Media sosial ternyata bisa membuat banyak orang kecanduan, bagaimana tidak, dengan memakai media sosial, kita bisa menghabiskan waktu berjam-jam untuk melihat ponsel hanya untuk melihat apa yang terjadi pada media sosial kita. Sayangnya, kecanduan media sosial ini bisa memberikan efek buruk bagi psikologis kita. Sebagai contoh, media sosial kini juga seakan-akan berubah menjadi ajang dimana seseorang mengekspresikan diri dan memamerkan kegiatan sehari-hari. Hal ini ternyata bisa memicu rasa iri pada orang lain, khususnya jika ada teman yang memiliki kesuksesan lebih besar dari kita. Rasa iri ini bisa membuat masalah berupa depresi yang tentu sangat buruk bagi psikologis kita.

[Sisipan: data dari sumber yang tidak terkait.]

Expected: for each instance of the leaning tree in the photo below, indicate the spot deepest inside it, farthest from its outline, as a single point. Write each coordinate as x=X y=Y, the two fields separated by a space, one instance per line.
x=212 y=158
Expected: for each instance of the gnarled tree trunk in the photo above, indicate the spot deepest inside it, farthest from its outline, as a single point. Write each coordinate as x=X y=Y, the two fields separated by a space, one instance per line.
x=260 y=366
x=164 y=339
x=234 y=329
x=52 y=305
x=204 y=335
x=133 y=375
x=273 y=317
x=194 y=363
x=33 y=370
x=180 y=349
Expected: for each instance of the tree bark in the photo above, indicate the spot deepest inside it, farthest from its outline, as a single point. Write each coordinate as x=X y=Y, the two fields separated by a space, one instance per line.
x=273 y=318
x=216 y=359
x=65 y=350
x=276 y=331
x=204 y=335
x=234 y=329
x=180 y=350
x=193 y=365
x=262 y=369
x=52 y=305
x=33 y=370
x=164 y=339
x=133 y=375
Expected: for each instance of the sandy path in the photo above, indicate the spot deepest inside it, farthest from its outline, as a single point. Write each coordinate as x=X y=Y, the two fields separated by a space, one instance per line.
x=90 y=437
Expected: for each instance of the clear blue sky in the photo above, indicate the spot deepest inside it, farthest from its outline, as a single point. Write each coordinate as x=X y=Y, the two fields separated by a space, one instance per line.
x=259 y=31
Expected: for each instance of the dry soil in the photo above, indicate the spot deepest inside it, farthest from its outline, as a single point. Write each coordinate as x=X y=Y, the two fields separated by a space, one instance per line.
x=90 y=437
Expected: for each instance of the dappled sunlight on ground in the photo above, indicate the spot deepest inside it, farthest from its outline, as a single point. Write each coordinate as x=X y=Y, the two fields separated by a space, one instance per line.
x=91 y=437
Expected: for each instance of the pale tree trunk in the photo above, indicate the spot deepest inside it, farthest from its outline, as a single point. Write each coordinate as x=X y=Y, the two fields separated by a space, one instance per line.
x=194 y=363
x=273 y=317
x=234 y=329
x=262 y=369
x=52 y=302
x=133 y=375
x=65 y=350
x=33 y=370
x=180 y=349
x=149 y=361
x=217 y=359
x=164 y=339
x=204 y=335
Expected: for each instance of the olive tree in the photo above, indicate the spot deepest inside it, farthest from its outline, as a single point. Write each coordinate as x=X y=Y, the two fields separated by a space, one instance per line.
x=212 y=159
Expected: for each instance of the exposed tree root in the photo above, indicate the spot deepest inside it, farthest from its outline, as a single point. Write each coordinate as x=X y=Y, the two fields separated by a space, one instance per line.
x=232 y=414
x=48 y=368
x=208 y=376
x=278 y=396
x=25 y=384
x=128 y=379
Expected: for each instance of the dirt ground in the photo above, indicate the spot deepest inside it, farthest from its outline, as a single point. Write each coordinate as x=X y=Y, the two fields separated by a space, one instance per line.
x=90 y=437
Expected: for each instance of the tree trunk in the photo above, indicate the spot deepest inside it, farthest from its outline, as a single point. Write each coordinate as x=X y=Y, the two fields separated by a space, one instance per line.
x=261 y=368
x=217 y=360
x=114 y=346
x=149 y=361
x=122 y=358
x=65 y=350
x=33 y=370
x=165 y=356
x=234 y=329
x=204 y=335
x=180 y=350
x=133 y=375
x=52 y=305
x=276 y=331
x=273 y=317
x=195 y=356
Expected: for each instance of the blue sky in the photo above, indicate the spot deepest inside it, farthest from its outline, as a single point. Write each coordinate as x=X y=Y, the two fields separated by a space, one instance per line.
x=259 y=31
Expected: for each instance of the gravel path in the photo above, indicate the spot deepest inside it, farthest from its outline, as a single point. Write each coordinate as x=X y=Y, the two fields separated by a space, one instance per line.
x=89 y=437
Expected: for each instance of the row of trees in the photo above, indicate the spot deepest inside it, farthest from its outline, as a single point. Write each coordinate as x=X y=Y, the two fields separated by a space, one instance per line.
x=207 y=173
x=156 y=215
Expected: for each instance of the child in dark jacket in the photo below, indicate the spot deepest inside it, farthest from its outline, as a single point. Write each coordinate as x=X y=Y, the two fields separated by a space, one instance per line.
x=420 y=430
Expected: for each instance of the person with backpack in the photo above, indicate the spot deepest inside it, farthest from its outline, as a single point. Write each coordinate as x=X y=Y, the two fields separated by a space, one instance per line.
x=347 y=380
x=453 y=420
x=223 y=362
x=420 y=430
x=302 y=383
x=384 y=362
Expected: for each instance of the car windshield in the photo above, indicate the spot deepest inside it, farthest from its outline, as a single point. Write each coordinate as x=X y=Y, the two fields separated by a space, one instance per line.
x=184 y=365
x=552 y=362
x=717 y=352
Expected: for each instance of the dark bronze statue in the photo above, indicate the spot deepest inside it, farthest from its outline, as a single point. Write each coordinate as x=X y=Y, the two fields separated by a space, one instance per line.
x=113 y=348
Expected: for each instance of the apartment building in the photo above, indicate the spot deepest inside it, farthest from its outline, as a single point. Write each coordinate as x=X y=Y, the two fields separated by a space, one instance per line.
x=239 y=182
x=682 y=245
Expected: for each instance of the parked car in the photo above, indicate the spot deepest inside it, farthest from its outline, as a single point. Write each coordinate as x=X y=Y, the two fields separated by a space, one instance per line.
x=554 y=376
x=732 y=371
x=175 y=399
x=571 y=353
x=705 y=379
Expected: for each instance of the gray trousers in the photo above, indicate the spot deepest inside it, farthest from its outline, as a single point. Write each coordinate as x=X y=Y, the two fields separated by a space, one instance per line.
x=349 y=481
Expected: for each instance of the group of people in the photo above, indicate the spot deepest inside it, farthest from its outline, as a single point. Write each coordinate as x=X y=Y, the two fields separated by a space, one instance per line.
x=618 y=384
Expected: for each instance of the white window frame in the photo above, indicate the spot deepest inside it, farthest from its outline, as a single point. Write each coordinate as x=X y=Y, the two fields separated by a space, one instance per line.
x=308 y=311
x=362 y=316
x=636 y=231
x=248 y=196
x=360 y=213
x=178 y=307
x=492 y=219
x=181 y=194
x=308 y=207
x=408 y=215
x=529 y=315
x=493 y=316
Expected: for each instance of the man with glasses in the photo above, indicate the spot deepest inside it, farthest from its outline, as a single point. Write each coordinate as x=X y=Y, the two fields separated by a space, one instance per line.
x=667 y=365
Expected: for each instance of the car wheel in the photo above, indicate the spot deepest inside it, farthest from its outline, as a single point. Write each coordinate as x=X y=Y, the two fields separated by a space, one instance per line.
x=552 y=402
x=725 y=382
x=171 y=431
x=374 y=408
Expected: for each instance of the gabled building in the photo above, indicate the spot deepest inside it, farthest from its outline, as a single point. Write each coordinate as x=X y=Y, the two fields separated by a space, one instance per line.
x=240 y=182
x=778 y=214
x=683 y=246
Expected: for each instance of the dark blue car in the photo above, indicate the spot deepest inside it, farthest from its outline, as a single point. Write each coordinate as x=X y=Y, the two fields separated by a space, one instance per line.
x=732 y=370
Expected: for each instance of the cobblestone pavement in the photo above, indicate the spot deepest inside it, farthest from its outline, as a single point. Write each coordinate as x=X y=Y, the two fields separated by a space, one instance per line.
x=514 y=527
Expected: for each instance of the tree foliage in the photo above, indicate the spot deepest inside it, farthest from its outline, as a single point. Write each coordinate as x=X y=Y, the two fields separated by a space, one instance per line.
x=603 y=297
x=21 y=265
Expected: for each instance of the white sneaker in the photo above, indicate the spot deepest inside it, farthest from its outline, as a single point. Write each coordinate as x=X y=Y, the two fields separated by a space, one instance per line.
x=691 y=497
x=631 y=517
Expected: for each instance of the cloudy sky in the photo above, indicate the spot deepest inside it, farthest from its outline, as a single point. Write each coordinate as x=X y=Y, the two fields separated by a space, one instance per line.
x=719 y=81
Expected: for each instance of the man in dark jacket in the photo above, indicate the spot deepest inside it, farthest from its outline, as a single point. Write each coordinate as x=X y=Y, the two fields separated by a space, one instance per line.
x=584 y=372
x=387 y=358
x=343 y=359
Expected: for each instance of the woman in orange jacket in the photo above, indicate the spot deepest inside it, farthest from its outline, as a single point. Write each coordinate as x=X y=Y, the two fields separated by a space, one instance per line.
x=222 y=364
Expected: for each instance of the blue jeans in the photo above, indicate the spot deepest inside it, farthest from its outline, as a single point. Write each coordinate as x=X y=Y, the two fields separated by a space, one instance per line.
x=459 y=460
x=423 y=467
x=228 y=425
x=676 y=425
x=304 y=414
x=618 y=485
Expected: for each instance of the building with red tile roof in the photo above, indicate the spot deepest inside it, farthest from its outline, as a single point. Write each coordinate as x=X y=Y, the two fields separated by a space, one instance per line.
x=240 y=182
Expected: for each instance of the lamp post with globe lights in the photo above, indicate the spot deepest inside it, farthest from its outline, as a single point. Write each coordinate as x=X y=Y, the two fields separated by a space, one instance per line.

Selain rasa iri, media sosial juga kerap menjadi ajang bullying yang sangat sering terjadi. Banyak orang yang pada akhirnya merasa depresi, tertekan, hingga memutuskan untuk bunuh diri hanya karena merasa dipermalukan oleh banyak orang di media sosial. Hal ini membuat banyak pakar kesehatan yang berkata jika media sosial sebaiknya dipakai dengan lebih bijak dan lebih cerdas agar tidak memicu bullying.

Media sosial juga membuat masalah psikologis berupa adanya obsesi, ambisi, hingga menipu diri sendiri. Banyak orang yang pada akhirnya memiliki obsesi melakukan atau mendapatkan sesuatu hanya karena melihat orang lain mendapatkannya di media sosial. Obsesi ini bisa menjadi masalah besar jika akhirnya pengguna ponsel memilih untuk memakai segala cara agar keinginannya tercapai. Beberapa orang bahkan bisa menipu diri sendiri dan memiliki kepribadian berbeda di media sosial yang tentu menjadi masalah psikologis yang buruk.

Menggunakan media sosial haruslah diimbangi dengan kebijaksanaan dan kecerdasan. Kita sendiri bisa memilah-milah apa saja yang sekiranya kita butuhkan di media sosial sehingga saat kita melihat media sosial, kita justru merasa terinspirasi, bahagia, hingga mendapatkan informasi yang paling update. Tidak akan ada gunanya memiliki media sosial jika pada akhirnya kita hanya merasakan depresi, kecemasan, hingga rasa iri hati dan obsesi berlebihan karena akan buruk bagi kesehatan mental kita.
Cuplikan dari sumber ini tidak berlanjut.